Labor lawyers advising firms in defensible downsizing say that employers should consider the law when identifying positions to be eliminated, including notification requirements, severance pay provisions and a "disparate impact analysis" to guard against terminating those in a protected class who might have grounds to sue.

The 20-year-old Worker Adjustment and Retraining Notification (WARN) Act requires employers to give at least 60 days' notice of plant closing that eliminate 50 or more jobs, and before mass layoffs affecting 500 employees or more than a third of the workforce.
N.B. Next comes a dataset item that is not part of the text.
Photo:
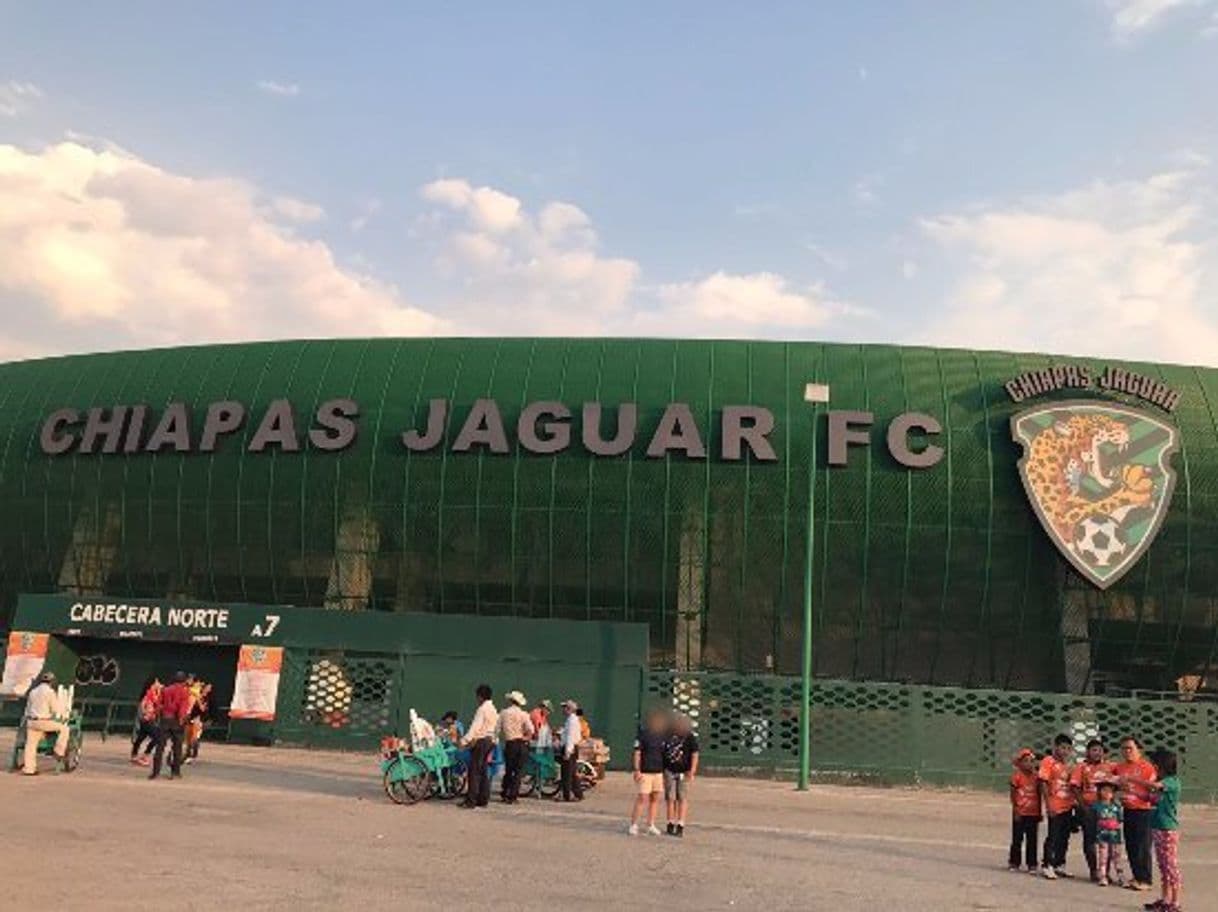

Other instances where wrongful termination may apply would be if a company eliminated a number of employees over 40, who would have a cause of action for age discrimination. The same could apply to disproportionate dismissal of minorities or women, even if there wasn't deliberate intent to target those workers.

Companies that regularly evaluate employees and identify underperformers are best positioned to defend their decisions to lay off the laggards. Conversely, employers that haven't documented poor performance–or have given glowing reports or pay raises to workers they want to lay off–are likely to have a hard time defending those dismissals.

One indicator of the heightened concern about litigation has been the rise in policies that employers have taken out for employment practices liability insurance, said Jenny Jones, president of the independent Los Angeles insurance brokerage Elkins Jones. Her agency has seen a 32 percent increase in policies to cover defense costs in the event of wrongful-termination lawsuits.

Law firms, especially those with large real estate and mergers and acquisitions practices–areas hit especially hard by the recession– are among the businesses struggling to downsize without spurring litigation.

Analysis of the 8,000 employees Dell laid off over the last year shows that women and people over 40 were disproportionately affected, said Steve Wittels, a founding partner of the Sanford Wittels & Heisler law firm, which filed the class-action suit seeking $500 million in damages.

"What occurred at Dell was that women and older workers who had good ratings and favorable performance reviews in prior years suddenly found their reviews were being manipulated– readjusted and used as a basis for wrongfully firing them," Wittels said.

Dell executives deny the lawsuit's allegations.